Updates, 5/15: In a diary-like dispatch to the AV Club, Ignatiy Vishnevetsky notes that “In the Shadow of Women is preceded by Actua 1, a minor long-lost short filmed by Garrel during the May ’68 riots, which mostly impresses me with how much its imagery brings to mind Garrel’s much-later Regular Lovers. During the exhaustingly long standing ovation that follows the screening, I turn around to see director Claire Denis in the row behind me, hooting and whistling.”

“Few directors exhibit such conviction and care for their characters, even as those characters move about clumsily, unable to transcend their insecurities,” writes Adam Cook at Movie Mezzanine. “Even fewer directors believe in love as Garrel does, both in its power to make life meaningful, and its power to make life unlivable. The plight of the characters here may seem trivial, and indeed they would be were they directed by someone else. But the Garrel touch imbues the film and its poor players with humanity.”

“With the exception of I Can No Longer Hear the Guitar (1991), based on the end of Garrel’s relationship with Nico, I haven’t been a huge fan of Garrel’s brand of confessional cinema,” writes Ben Kenigsberg at “His stark, brooding, often unfathomably personal relationship dramas have an element of self-critique, but at their worst, they seem to reflect attitudes of narcissism and sexism rather than to challenge them. But In the Shadow of Women is, if not an outright comedy, certainly much funnier than anything Garrel has made in the last decade, during the run from Regular Lovers to Jealousy.”

Philippe Garrel

Philippe Garrel on the night of the premiere

“The film doesn’t pretend any of this is particularly groundbreaking,” notes Giovanni Marchini Camia at the Film Stage. “On the contrary, Garrel’s exceptional achievement is managing to treat such potentially trite material with a freshness that is discreetly radical. Paradoxically, he does so through means that feel decidedly old-fashioned… [O]n the formal as well as narrative level, virtually everything about In the Shadow of Women could belong to the 60s or 70s.”

“The film looks at modern infidelity, initially categorizing it as scourge, then as equilibrium, and finally as revitalizing romantic force,” writes David Jenkins in Little White Lies. “As glib as that might sound, it’s played out in what initially appears to be ultra-functional A-to-B sequences, but eventually boasts an unadorned narrative, aesthetic and emotional purity that harks back to late Bresson…. Other touchstones when it comes to form and content include Manoel de Oliveira and Hong Sang-soo.”

For Indiewire‘s Eric Kohn, Shadow “delivers a satisfying riff on moody, intimate material Garrel has mined to richer effect many times before.”

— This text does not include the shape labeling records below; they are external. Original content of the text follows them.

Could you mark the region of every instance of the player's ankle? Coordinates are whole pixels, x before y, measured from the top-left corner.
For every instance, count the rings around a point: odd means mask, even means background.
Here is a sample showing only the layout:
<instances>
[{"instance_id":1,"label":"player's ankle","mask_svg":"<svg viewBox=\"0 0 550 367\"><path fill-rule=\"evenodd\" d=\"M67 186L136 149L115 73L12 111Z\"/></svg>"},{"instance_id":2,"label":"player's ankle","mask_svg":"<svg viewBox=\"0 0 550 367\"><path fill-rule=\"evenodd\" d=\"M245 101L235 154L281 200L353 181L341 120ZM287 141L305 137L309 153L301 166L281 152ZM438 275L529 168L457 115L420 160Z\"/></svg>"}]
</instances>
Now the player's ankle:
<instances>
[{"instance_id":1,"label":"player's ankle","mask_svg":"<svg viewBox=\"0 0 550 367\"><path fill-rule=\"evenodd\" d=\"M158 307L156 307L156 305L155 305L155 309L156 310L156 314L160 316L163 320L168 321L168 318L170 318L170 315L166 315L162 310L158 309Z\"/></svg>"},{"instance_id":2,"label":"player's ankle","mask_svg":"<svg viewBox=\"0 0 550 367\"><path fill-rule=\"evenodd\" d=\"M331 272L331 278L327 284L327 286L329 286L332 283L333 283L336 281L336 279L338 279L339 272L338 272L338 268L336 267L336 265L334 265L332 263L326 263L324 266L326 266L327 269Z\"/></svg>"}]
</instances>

Update, 5/17: “Pierre is such a morose asshole it would be hard to take if he were not juxtaposed with such love as these women reveal in two sublime, full-bodied, open-faced performances,” writes Daniel Kasman in the Notebook. “They and the film’s sympathy to them somehow makes In the Shadow of Women a bit easier, I think, for those new to the director. When the wife walks to a rendezvous with her lover, her glowing face is matched by the elation of the camera’s smooth track in front of her, both so full of anticipation. Later, walking to break up with him, the camera is no longer in front but behind, no longer smooth but jagged, handheld. It’s the small things, the sympathetic touch, the bareness of the drama and its small world, spare and personal but not overly private.”

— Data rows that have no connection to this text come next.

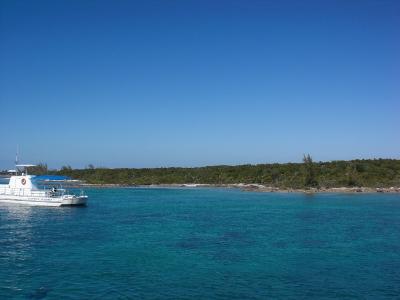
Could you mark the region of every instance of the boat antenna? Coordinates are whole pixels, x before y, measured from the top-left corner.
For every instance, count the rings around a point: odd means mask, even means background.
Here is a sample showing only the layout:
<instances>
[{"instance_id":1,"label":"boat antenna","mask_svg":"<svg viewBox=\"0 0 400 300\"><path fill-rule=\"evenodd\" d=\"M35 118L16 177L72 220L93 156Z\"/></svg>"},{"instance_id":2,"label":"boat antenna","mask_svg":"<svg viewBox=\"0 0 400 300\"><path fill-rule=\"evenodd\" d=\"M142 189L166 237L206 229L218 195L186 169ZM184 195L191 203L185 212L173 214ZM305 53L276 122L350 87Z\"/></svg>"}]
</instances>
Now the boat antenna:
<instances>
[{"instance_id":1,"label":"boat antenna","mask_svg":"<svg viewBox=\"0 0 400 300\"><path fill-rule=\"evenodd\" d=\"M15 153L15 170L17 170L17 172L18 172L18 168L17 168L17 165L18 165L18 152L19 152L19 146L17 145L17 152ZM15 174L15 175L18 175L18 174Z\"/></svg>"}]
</instances>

Update, 5/22: Garrel’s “inextinguishable interest in the nuances of relationships continues to take new shape and reveal new shades,” finds Jordan Cronk, writing for Reverse Shot. And “for all the heartache and indefensible behavior depicted, In the Shadow of Women is a surprisingly humorous film, finding irony in the double standards men often hold women to and an absurdity in the self-defeating decisions one can make even when committing to a more monogamous lifestyle. Like most of Garrel’s work, the film is less about sex than it is about the false promise of its utility.”